Как сшить себя заново?

Как же стать свободным и своевольным субъектом? Как соединить воедино свой разорванный мир, научиться ладить с этим миром и не быть в нем чужим? Над этими вопросами бьется Хаив Кахраман, чья личная судьба очень точно отражает одну из главных аффективных траекторий современности — опыт беженства (из Ирака в Швецию), опыт иммигрантского существования в США, постепенно выпестованное самоощущение непринадлежности как человеческого удела.

Тревожные, но вместе с тем катарсические работы Кахраман запоминаются раз и навсегда. Они открывают путь к деколониальному сообществу смысла и чувства — парадоксальной смеси рациональных и эмоциональных откликов, аналитических подходов и особой оптики, позволяющих соединить различные опыты, отмеченные глобальной колониальностью, посредством искусства.
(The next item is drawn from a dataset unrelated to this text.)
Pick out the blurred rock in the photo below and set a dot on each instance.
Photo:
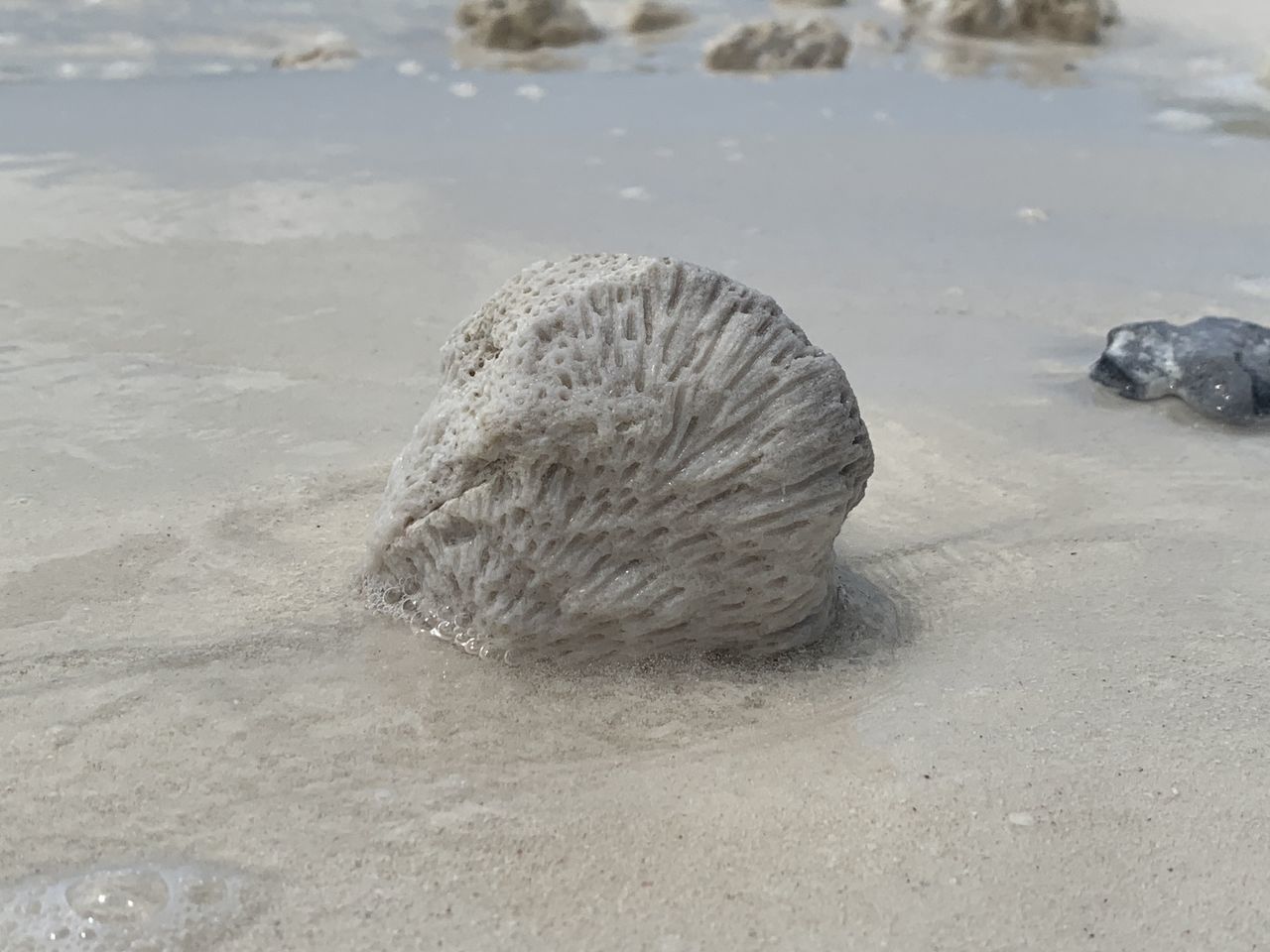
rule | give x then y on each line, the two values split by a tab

Аффективный, телесный, висцеральный ответ на обескоренение как главный лейтмотив миграции и изгнанничества занимает центральное место в художественном мире Кахраман. Неотступно преследующие зрителя образы «Ее» — множественного alter ego художницы — вызывают эмоциональный отклик деколониальной солидарности — грусть, негодование, надежду, и решимость вернуть себе право быть другими, несоизмеримыми с общепринятыми нормами или вовсе непрозрачными для понимания. В случае с Кахраман колониальность как полная зависимость моделей мышления, видения и трактовки мира от норм, созданных и навязанных западной модерностью, выступает в наиболее жесткой форме отказа от жизни, лишения человеческого достоинства и права быть самими собой ради простого выживания. Художница воссоздает ощущение исключения и небытия, которое разделяют многие субъекты, переведенные и пересаженные на чужую почву, но в то же время и мощный импульс пересоздания себя заново и преодоления ограничений человеческого удела, отмеченного колониальностью. Творчество Кахраман представляет собой полипространственную герменевтическую попытку креолизации противоположных моделей, децентрации эстетических канонов и размежевания с легитимированными способами восприятия.
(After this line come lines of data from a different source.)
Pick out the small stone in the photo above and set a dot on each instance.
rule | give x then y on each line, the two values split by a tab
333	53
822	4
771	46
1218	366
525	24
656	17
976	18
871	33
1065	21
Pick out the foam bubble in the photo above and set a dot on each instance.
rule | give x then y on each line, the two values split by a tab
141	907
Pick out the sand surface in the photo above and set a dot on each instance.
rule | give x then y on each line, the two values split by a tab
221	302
И хотя все эти моменты мне уже были известны, а некоторые даже обсуждены с самой художницей, вступить в эмоциональное взаимодействие с ее бередящими работами, а тем более пытаться размышлять на эту тему, используя несовершенный язык научного дискурса, оказалось не так просто. Гризельда Поллок попыталась ухватить это странное ощущение, размышляя о так называемой «матриксиальной эстетике» Брахи Эттингер, сутью которой является «обнаружение эстетической длительности аффективного и эффективного участия, то, что возникает, когда мы делаем себя самих уязвимыми и входим в опасное взаимодействие с чужим событием, воспоминанием или травмой посредством произведения искусства, созданного другим, не-я, с которым я как зритель охотно соединяюсь, чтобы позволить  чему-то изменить меня на аффективном уровне или с точки зрения понимания»[22]. Именно так — через крайнюю уязвимость и готовность неузнаваемо измениться и произошло мое аффективное вхождение в художественный мир Кахраман.
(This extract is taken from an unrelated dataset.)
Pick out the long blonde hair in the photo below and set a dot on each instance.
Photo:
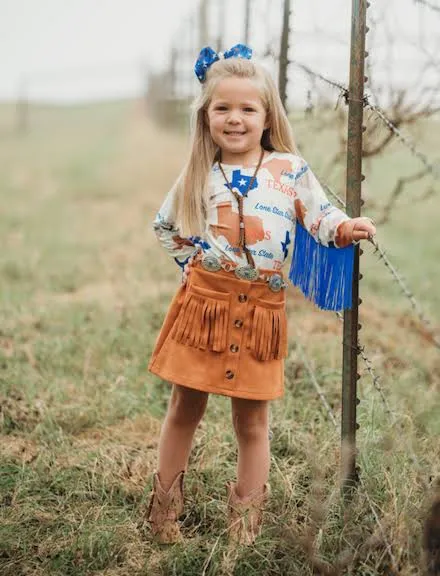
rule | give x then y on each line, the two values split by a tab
191	186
Помимо разделяемой нами обеими чувствительности «протекающего»[23], множественного, пограничного «я», мне хотелось найти и более личную точку проникновения в мир Кахраман, точку, которая бы позволила соединить две, в сущности, очень разные локальные истории перемещенных и «вне­домных»[24] индивидов. Эта точка должна была быть эмоциональной, даже висцеральной и телесной (одновременно соматической и идеационной), чтобы действительно быть способной запустить деколониальное возвышенное как путь, коррелирующий личный опыт объективации, экзотизации и стирания с более общими проявлениями темной стороны модерности и с иными путями противостояния.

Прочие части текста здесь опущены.